Fuel Economy
Exterior Styling

The Yaris’s ride is pretty good – bumps and dips are absorbed pretty well and it is firm enough so the car doesn’t feel sloppy. I found that you hear things like expansion joints as the tires thump over them, though it’s not intrusive. The handling is also fine. Although there’s plenty of body roll thrown in for your amusement park pleasure, the car grips competently in corners and remains predictable. The weak point, as is the case with many Toyotas, is the numb steering. It’s floppy on centre and requires more adjustments and input than I expected.

I thought that the Yaris can be surprisingly quiet for an entry-level vehicle. Engine noise becomes noticeable when you hit higher rpm, but it’s never loud or thrashy. You do get some vibration coming through the pedal and floorboards under throttle. I think the road noise can be partially blamed on the tires more than anything, as it was quite variable depending on the road surface. Once I hit higher speeds, the road noise was constant but never overwhelming. Wind noise showed up at highway speeds, especially at the base of the A-pillars.

2014 Toyota Yaris
2014 Toyota Yaris. Click image to enlarge

The brakes are powerful enough but they’re a bit grabby at lower speeds. Visibility out of the front and sides is great, but shoulder checking is hampered by the fat rear pillars, and the rear view is constricted by the back headrests, which don’t fold down.

It’s hard to get excited about a vehicle like the Yaris. But that’s not why Toyota designed or built this car. The point here is offer basic transportation at a reasonable price. The Yaris can also boast “epic reliability” and that is something that matters.

WAF (Wife Acceptance Factor) was pretty low. She did not go for the exterior styling, although she noted the interior was fine for a beginner car. She was choked when she saw the tiny trunk, as it wouldn’t nearly accommodate her daily shopping habit, but the final straw was the lack of lit vanity mirrors.

The Yaris competes with a number of vehicles out there, all of which provide reasonable amounts of space, entry-level cabin tech, acceptable levels of performance, good fuel economy, highly subjective styling and variable reliability records. Whether it’s the one for you depends on which of those factors are most important to you.

2014 Toyota Yaris
2014 Toyota Yaris. Click image to enlarge

Second Opinion, Jacob Black

The Toyota Yaris can be summed up by the phrase, “path of least resistance”. Its assault on the market relies on simplicity, ease of use and lack of offense rather than flash and awe. The seating position is extremely high, because consumers have demonstrated that a high seating position is desirable with their love of crossovers.

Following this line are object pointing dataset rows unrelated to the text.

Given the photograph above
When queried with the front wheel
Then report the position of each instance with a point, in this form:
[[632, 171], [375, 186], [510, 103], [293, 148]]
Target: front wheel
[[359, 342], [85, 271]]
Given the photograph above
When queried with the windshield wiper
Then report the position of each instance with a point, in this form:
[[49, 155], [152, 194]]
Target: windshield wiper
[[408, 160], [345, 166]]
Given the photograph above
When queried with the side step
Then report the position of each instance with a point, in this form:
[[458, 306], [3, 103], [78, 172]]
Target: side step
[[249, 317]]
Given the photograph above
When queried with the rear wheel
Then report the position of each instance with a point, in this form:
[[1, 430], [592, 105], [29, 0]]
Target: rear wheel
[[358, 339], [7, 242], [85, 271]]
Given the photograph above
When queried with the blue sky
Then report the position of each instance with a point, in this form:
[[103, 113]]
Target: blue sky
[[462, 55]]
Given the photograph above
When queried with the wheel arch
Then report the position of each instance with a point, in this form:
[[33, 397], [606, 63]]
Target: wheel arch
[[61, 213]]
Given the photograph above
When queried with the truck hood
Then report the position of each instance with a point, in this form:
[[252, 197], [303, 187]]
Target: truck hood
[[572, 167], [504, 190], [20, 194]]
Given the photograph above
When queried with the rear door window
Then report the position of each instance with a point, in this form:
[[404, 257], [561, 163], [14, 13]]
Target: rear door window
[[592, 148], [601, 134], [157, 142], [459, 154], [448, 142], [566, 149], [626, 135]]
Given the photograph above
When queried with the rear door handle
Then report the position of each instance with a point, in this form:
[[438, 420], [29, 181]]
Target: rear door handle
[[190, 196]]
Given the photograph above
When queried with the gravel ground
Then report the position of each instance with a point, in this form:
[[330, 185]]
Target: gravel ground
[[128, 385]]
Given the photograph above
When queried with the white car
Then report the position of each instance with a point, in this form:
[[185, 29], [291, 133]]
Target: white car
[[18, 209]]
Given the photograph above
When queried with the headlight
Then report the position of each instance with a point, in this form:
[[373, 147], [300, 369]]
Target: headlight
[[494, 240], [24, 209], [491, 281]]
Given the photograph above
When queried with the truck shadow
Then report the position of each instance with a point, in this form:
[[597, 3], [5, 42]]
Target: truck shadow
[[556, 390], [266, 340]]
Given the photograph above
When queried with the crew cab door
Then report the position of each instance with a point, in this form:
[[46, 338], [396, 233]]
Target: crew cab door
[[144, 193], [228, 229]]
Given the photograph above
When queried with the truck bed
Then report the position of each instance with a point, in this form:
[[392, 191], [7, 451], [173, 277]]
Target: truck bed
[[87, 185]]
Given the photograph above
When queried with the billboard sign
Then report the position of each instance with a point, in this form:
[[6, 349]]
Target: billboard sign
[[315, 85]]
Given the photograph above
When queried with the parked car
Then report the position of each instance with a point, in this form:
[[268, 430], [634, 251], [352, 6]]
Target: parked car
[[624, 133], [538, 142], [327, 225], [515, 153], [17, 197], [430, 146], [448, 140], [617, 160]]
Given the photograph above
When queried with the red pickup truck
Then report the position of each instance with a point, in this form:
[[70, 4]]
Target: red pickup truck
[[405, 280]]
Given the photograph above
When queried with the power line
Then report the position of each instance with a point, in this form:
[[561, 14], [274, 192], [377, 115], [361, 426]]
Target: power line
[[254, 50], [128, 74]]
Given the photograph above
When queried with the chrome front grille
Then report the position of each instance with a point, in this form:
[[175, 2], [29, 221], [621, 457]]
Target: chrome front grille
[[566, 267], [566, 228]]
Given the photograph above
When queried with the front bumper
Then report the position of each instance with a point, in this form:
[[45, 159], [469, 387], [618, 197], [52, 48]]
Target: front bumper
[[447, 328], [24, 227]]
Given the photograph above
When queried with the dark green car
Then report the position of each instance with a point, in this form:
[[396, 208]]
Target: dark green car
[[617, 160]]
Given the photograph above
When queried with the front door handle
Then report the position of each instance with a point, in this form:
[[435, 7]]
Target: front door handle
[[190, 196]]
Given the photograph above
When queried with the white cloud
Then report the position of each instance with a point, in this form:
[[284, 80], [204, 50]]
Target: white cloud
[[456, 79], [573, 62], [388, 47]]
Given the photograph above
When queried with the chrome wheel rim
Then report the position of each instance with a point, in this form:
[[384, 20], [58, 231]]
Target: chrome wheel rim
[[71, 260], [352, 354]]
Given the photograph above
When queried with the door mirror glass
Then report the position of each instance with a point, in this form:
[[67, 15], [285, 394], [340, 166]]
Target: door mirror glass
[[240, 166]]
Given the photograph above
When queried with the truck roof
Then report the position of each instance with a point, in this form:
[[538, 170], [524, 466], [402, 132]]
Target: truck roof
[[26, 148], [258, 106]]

The gear shifter on the automatic gearbox is light and easy to use, as is the radio, the manually adjustable seats and the tilting steering wheel.

The $1,100 Convenience package supplies some basic luxuries, namely air conditioning, power windows and central locking. There are some things even the tightest of misers won’t do in 2013, and rolling up one’s own windows is chief among them.

The engine isn’t spectacular, and isn’t designed for city traffic cut-and-thrust. For an enjoyable drive in the Yaris, relax, be calm, and go with the flow. The Yaris doesn’t enjoy hustle or impatience; it is a no-fuss commuter car.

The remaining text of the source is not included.